As the PAX slowly trickled in at the Peltch on the morning of Holy Saturday, we tried to guess whose car was pulling in as soon as we could see the headlights down the road. But one car mystified us, even as it pulled to a stop in the parking lot–was it another one of Tighty Whitey’s FNG’s showing up nervously without him? Or, was it an overly excited little league coach coming to set up his dugout a few hours early? We were way off. White hair was the first thing to become clear in the gloom, and then a Run Cajun Run shirt–could it be? Yes!! It was Reluctant Yankee! I had the distinct pleasure of directing the following proclamation to the PAX, “Gentlemen, this is the founder of F3 NOLA, and today he has deigned to join us bayou PAX for our humble beatdown at The Peltch.” YHC would have preferred to have some trumpeters, a red carpet, and a scroll to read from, but all we had was Coyote, my 10-year-old 2.0, who rattled off as many F3 terms as he could think of (“fartsack” came up multiple times).
Ultimately, 12 PAX, including an FNG, were present as we commenced a Holy Saturday themed beatdown.
Warmup: SSH, WM, AC, Cherry Pickers, IW, high knees, butt kicks
Thang 1:
Moseyed to the Thunderdome for a Flora 1, 2, 3 and a couple of songs. The theme was uncomfortable waiting–Jesus is lying dead in a dark, stone tomb, and we’re waiting with him.
Partnered up for the Flora (waiting in uncomfortable positions while your partner completes his reps):
1. Partners split 100 dips, each does 10 at a time while the other holds dip position (down).
2. 200 air presses in people’s chair against the columns, 20 at a time while other holds chair position.
3. 300 flutter kicks, 30 at a time while other holds legs six inches off the ground.
Song 1: “While I’m Waiting” by John Waller–held plank for the duration (almost 5 min.) and 3 mountain climbers (2:1) every time he said “Waiting” (90 mountain climbers total). YHC’s calves are still sore.
Song 2: “The Final Countdown” by Europe–side straddle hops for the duration (over 5 min.) and three Bonnie Blairs (1:1) for every “Final Countdown” (over 50 total).
Thang 2: Empty Tomb
When the disciples saw/heard the tomb was empty, the waiting/difficulty wasn’t immediately relieved. There were questions, confusion, running, freaking out, etc. So, the PAX lined up at the first of three cones and completed 20 Chinooks (arm circles over the head) to represent the women freaking out and telling the disciples the tomb was empty, and then sprinted to the second cone to represent to apostles running to the tomb, and then army crawled from there to the third cone (crawling into the tomb to check it out).

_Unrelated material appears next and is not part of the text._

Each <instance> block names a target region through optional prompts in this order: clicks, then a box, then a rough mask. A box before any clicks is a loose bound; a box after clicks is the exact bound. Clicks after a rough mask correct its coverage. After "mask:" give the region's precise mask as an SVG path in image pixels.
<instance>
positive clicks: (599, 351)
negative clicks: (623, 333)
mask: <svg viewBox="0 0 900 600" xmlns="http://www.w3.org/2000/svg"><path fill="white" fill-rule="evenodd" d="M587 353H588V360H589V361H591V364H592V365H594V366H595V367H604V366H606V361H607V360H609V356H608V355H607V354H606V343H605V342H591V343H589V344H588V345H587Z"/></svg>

Repeated this 5 times (and gained some souvenir brush burns in the process).
Then, all PAX ran backward to the last cone and back followed by carioca to the last cone and back.
Then, partnered up and PAX 1 ran backward from the first cone to the third, and PAX 2 sprinted to try to catch him once he reached the second cone (like Peter trying to catch up with John). Flapjack and then rinse and repeat.
Indian Run around the park gave YHC a chance to chatter with Yankee a bit about F3 leadership, followed by some substantial Mary at the flag. Tried to include 10 Absolutions, a somewhat complicated 8-count plank exercise, which failed miserably, leading to the obvious lesson that absolution (cleansing from sin) can’t be earned. Other exercises were crunchy frogs, wife pleasers, leg raises, and a couple of other things, I think.
Count off, name off, and named our FNG Neanderthal–welcome!! Announcements included a push to hop in the clown car headed to the Northshore for the Zoorich Classic this Saturday, and Kilo prayed us out. Thanks, gents, for letting me lead, and huge thanks to Reluctant Yankee for the surprise visit!